Russia’s news website Vesti.ru reported that two Russian planes were unable to land in Sanaa on Saturday to evacuate hundreds of civilians after being denied coalition permission to enter Yemeni airspace.

More than two weeks of heavy bombardment against opponents of exiled President Abd Rabbo Mansour Hadi and fighting between rival militias has prompted a UN call for a freeze in the violence.

UN humanitarian coordinator in Yemen, Johannes Van Der Klaauw, said an “immediate humanitarian pause in this conflict” was desperately needed to step up aid deliveries.

The World Health Organization says nearly 650 people have been killed and more than 2,000 wounded in the recent escalation in violence.

Yemen’s second city Aden has seen some of the toughest fighting.

On Saturday, pro-Hadi forces ambushed rebels aboard a 30-vehicle convoy which tried to enter a neighborhood where oil refineries are located, Hadi loyalists said.

Thirteen rebels and four loyalist forces were killed, they added.

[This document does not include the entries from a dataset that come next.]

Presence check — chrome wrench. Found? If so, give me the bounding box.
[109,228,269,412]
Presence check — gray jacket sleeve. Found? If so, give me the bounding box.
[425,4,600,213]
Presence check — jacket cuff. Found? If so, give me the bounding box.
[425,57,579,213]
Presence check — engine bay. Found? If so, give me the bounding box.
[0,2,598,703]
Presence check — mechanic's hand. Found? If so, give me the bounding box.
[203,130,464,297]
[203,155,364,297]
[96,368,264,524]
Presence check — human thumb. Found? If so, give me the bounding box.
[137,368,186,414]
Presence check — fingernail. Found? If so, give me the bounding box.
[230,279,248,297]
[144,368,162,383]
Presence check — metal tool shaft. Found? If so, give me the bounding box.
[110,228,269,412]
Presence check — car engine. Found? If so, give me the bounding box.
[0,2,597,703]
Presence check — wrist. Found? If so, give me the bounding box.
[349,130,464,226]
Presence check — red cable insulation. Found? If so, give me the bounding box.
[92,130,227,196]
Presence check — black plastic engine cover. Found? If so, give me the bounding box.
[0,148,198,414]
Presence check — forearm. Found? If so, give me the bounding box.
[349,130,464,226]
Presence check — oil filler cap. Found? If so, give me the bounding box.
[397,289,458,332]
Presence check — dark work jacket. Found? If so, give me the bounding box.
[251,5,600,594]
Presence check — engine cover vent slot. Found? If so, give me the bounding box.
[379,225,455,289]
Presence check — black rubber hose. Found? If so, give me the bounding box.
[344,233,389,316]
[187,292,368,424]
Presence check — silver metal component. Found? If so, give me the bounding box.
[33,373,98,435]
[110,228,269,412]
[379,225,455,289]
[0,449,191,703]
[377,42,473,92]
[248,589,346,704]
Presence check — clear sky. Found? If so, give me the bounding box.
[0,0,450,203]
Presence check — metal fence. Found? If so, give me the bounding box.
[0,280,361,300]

Saturday’s air raids also destroyed a police station near Sanhan where rebels stockpiled weapons, and they also targeted a special forces camp loyal to Saleh in the central province of Baida, witnesses said.

In Riyadh, coalition spokesman Brigadier General Ahmed al-Assiri told journalists there had been 1,200 coalition air strikes between March 26 and midday Saturday.

He said the raids had neutralized the air and ballistic capabilities of the rebels and their allies, and “will continue.”

Assiri also told reporters: “At the appropriate time, we will take action on the ground.”

Asked about reports that two members of Iran’s elite Revolutionary Guards Corps had been captured, he said he had “no confirmation of such information.”

Elsewhere, Sunni tribesmen who support Hadi ambushed and killed 18 rebels on the road between Taez and Lahj as they headed for Aden, military sources said.

The fighting has been so fierce in south Yemen that hundreds of civilians have fled across the Gulf of Aden.

The UN refugee agency UNHCR says at least 900 people, most of them Somalis, but also including Yemenis, have arrived in the Horn of Africa in the past 10 days.

Officials in Somalia said Saturday that more than 400 Somalis, many of them women, children and the elderly, have returned to their war-torn home country as security in Yemen worsens.

Yemen, strategically located near key shipping routes and bordering oil-rich Saudi Arabia, was plunged into chaos last year when the Houthis seized Sanaa, forcing Hadi to flee to Aden and then Riyadh.

Elsewhere, the official Saudi news agency SPA said French Foreign Minister Laurent Fabius arrived in Riyadh on Saturday.

A diplomatic source said he will discuss the Yemen crisis in talks on Sunday and also voice support for Hadi.